Sicurezza, pace e dignità sono diritti negati ancora oggi per i rom sgomberati da Casilino 900. In questo loro “disabitare” anche il diritto alla salute viene violato.
Uomini, donne e bambini segregati e deumanizzati, migliaia di storie calpestate e sgomberate dallo spazio dei diritti. Il congelamento deumanizzante che la popolazione rom sta subendo a Roma non può essere reso silente e la mancanza di benessere non si deve più nascondere.
All’uscita dal buio si soffriva per la riacquisita consapevolezza di essere stati menomati.
"Non per volontà, né per ignavia, né per colpa, avevamo tuttavia vissuto per mesi o per anni ad un livello animalesco... lo spazio per riflettere, per ragionare, per provare affetti, era annullato. Come animali, eravamo ristretti al momento presente "28
Auspichiamo il tempo del “disgelo”, ossia quello del riconoscimento dei diritti che, come qualsiasi altro essere umano, anche ogni appartenente alla comunità rom reclama a gran voce.
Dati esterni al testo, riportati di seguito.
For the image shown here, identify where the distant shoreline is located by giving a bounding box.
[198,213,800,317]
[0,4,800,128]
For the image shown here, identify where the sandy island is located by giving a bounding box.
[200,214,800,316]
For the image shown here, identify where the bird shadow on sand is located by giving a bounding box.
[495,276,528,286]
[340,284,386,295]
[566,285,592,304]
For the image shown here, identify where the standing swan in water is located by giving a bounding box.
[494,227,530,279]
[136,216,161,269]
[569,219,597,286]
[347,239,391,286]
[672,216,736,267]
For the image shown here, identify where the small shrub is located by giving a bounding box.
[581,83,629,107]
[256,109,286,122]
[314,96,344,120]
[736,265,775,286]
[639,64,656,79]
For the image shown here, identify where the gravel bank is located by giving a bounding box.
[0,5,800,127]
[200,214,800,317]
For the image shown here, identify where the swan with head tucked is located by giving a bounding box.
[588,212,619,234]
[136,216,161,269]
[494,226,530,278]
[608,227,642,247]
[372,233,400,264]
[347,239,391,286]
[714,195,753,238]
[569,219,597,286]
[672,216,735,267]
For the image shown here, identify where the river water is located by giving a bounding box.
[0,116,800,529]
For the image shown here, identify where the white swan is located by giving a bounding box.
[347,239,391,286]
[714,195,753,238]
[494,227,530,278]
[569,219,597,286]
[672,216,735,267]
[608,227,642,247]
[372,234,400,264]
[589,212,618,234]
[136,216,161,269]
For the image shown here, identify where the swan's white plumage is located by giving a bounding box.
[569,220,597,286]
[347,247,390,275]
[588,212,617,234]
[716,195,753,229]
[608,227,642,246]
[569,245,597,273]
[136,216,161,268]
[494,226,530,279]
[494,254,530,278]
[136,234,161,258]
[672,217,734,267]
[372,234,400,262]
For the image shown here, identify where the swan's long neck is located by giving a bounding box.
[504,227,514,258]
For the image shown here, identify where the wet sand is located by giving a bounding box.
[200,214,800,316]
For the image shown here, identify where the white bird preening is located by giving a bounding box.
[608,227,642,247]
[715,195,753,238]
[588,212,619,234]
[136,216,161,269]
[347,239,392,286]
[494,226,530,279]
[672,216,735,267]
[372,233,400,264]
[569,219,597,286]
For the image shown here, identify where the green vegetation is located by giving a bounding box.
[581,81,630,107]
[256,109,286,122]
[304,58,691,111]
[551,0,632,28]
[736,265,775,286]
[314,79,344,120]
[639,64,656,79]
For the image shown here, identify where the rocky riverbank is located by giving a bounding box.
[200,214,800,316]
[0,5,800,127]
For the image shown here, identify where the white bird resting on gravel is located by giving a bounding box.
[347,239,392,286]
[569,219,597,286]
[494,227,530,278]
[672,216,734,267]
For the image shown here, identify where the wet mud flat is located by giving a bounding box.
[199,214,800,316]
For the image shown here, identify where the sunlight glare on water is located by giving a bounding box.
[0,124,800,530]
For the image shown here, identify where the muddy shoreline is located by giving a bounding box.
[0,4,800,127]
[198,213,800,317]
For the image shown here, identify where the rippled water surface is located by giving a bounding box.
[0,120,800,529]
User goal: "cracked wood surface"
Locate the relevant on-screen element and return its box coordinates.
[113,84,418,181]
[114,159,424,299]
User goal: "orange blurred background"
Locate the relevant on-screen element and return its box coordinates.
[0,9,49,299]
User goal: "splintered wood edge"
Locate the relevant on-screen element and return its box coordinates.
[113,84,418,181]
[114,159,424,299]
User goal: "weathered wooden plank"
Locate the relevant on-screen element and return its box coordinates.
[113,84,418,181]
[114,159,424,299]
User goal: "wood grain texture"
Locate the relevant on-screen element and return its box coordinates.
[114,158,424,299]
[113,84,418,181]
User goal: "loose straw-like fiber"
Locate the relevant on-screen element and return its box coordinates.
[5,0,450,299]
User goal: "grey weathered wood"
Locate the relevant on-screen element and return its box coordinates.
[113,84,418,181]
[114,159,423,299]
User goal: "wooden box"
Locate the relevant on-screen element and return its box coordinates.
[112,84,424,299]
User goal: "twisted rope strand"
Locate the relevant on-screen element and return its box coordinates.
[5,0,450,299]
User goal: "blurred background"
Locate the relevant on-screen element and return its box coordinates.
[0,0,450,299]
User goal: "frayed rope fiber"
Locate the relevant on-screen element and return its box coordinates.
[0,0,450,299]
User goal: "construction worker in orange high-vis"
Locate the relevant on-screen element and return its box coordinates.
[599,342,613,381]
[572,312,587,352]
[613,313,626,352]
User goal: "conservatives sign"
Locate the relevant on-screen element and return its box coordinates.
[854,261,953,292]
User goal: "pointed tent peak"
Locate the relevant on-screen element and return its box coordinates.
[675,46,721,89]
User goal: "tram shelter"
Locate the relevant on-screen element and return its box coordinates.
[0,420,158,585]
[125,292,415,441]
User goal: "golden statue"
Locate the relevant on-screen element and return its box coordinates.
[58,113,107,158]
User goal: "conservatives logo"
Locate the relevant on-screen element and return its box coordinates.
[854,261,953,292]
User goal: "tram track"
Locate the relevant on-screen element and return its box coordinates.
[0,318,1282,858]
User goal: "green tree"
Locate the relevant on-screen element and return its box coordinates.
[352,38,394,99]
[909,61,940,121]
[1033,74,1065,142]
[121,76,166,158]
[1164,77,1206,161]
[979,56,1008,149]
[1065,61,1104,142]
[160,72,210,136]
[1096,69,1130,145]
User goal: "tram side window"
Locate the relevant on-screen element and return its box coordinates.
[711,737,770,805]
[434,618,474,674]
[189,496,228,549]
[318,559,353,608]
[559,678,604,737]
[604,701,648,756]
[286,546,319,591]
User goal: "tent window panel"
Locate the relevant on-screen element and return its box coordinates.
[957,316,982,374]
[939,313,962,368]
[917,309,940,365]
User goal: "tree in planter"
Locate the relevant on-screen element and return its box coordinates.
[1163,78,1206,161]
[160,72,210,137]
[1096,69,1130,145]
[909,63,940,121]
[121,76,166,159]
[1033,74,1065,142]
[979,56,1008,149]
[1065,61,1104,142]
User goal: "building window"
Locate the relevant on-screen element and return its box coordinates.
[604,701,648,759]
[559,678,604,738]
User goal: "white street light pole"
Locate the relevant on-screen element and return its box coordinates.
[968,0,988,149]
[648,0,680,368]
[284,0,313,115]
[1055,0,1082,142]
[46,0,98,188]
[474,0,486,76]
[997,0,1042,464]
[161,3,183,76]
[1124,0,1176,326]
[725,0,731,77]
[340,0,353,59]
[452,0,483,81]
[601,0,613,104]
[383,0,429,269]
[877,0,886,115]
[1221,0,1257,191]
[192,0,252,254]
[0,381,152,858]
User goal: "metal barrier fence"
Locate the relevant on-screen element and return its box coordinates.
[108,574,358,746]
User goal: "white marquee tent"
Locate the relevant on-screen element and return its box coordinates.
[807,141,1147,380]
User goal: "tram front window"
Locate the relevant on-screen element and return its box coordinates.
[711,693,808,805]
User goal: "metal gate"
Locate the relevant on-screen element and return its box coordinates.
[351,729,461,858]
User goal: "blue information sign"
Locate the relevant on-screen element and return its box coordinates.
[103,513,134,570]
Speriamo inoltre che questo report, che si propone come una piccola testimonianza di negazione del diritto a “star bene”, possa contribuire allo scongelamento e serva a molti per conoscere e riconoscere il diritto che ogni uomo e donna ha di abitare la propria storia.
" La mia casa è un cubo rosso, verde e bianco
con una foresta che cresce sulle pareti.
Dentro ho una televisione grandissima.